In this post, I point out features of literature that attend to the trope of going into the woods.
- The woods are a dark and scary place in fairy tale legend. Out of a tale in Grimm's stories, Carol Anne is sucked through her TV into the Otherworld in In Poltergeist. The woods lie at a space between goodness and evil, light and dark, good and nice, deception and honesty, justice and wrong. In the woods, characters are inextricably changed forever. Lucy in C.S. Lewis's novel The Lion, the Witch, and the Wardrobe enters through a wardrobe, not so scary as a monster television, into a wood called Lantern Waste in Narnia. She meets a friendly faun and is forever changed; she becomes a queen, rules the land, but returns back through the wardrobe to the real world, restored to a little girl once again. But, the woods can be simply a place of an obstacle, like Hagrid, the hefty groundskeeper in the Harry Potter series, leads his pupils into the woods to accomplish the task of pulling out mandrakes from the soil, or learning to tame a hippogriff. As a side note: in the film, we get to see the CGI splendor Harry in flight and Malfoy's almost fatal encounter with the creature. In the woods there are fauns, giants, monsters, vampires, wolves, fauns, and humans too. In "woods" stories, the hero undergoes countless obstacles, like Odysseus on his twenty years journey -- a long woods moment -- he didn't want to leave his family and son to fight in Troy, similar to our young men fighting in Iraq or Afghanistan. Odysseus is us. We didn't ask for the odyssey of crazy, absurd adventures, asked to eat of the Lotus flower, which makes us forget the purpose of the journey - to return home. And Odysseus does return home, eventually, restoring his home, wresting it from the inhospitable hands of the suitors.

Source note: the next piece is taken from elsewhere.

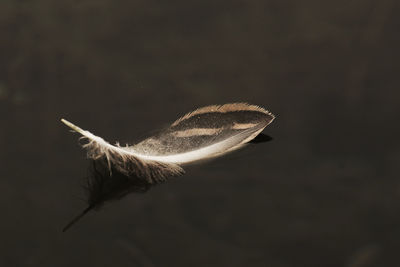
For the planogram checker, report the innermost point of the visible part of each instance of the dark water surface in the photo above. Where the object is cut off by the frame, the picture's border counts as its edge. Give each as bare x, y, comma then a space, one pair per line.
324, 192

- The woods are like portals. In Celtic mythology, the woods are cracks in the space/time continuum, as in the Subtle Knife (His Dark Materials, Book 2) by Philip Pullman; the protagonist Will slices through London air with a magical knife to enter another world. Going through the woods, we leave our world for a time, to return, changed. Like Thomas Covenant Unbeliever, in Stephen R. Donaldson's epic fantasy saga about a man ridden with leprosy in our world, crosses over into an otherworld (The Land) and appears as a powerful warrior.
- A popular woods motif is taken from William Shakespeare's Midsummer Night's Dream: young lovers run away into the woods, only to be shaken up by the fairy boy Puck who daubs lotion into their eyes, switching identities, transformations are made, all hell breaks loose (don't you get confused reading this story?). I still cannot remember who fits with who in the Hermia, Lysander, Demetrius, Helena quadrangle. One thing is for sure: a guy gets turned into an ass and Helena is quite a dog! It is in the woods chaos reigns. The woods lie at boundary lines; we enter into the woods, and come out again, back into life.